Understanding the Processors: CPU vs GPU vs NPU vs TPU

During recent times, if you are in the world of Machine Learning and Artificial Intelligence, you must have heard some fairly new abbreviations, such as: NPU and TPU. In this article, I’d like to give you a quick rundown of these while comparing it to traditional processors: CPU and GPU. I hope this will help you find out the most important aspects of these hardware components, so you can choose the best tool for the job later on. Without further ado, let’s get started!

What will we cover?

CPU: the OG, the brain

CPU stands for „Central Processing Unit”, often referred to as the „brain” of the computer, as this is arguably the most integral part of a machine. It handles arithmetical and logical operations, it runs the machine code itself, so in short: it keeps everything up and running.
When you open a browser to read this article…a CPU makes it happen

An Intel Core i5-9400F CPU, Image by Bruno from Pixabay

Modern CPUs

As opposed to old single core CPUs, modern CPUs have numerous so-called cores, which can almost be viewed as mini-processors, in a sense, that it allows the CPU to handle multiple tasks at once. When you write for example a simple script, it will utilize only one core by default, but if you use a tool like Polars, that will take advantage of numerous cores.
An important aspect of a CPU is the clock speed, which is measured in GHz and cache size, which allows for swifter data access.

Usage of CPUs

As I mentioned, its an integral component, they can be found in smartphones, PCs, laptops, servers, it is the hearth of most of these devices

Examples: Intel’s „Core I” and „Ultra” family, or AMD’s „Ryzen” and „AI” line.

GPU: the Parallel Powerhouse

GPU stands for „Graphical Processing Unit”, originally designed for graphics processing (as the more smooth edges of for example a video game character requires more polygons which needs many small operations). You are right to ask me if they are this good at parallelism, why do we still use CPUs?
Well, they differ slightly: CPUs have only a few cores, which can handle more complex tasks, as opposed to GPUs, which are designed for numerous small tasks (for example one part of a matrix multiplication is a multiplication of two corresponding elements of a matrix).
Originally for graphics, their parallel nature makes them a popular option for parallel programming and parallel tasks.
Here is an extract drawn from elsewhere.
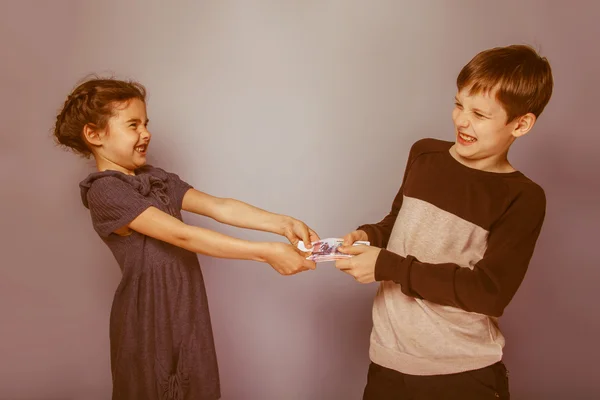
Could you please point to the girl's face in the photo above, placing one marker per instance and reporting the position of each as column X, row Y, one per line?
column 123, row 145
See: Cryptocurrency mining and Artificial Intelligence
It’s not surprising to find out why AI refrains from using CPUs, just try running a fairly simple neural network on CPU and then GPU…trust me, you’ll feel the difference!

An Nvidia GPU without the cover, Image by Ödeldödel from Pixabay

A bit more about its parallelism

The thousands of small cores a GPU has, are called CUDA cores in NVIDIA devices and Stream Processors for their AMD counterparts. These are the ones allowing GPUs to handle a ton of small operations simultaneously, and as matrix multiplication is an integral part of Neural Networks, GPUs are the go-to

Beyond graphics

Beyond graphics (OpenGL, DirectX, Vulkan), GPUs are loved by Cryptocurrency Miners, people working in scientific modeling and simulation. Let’s just think about JAX, which has a numpy-compatible API (jax.numpy abbreviated as jnp), which can speed up scientific calculations too.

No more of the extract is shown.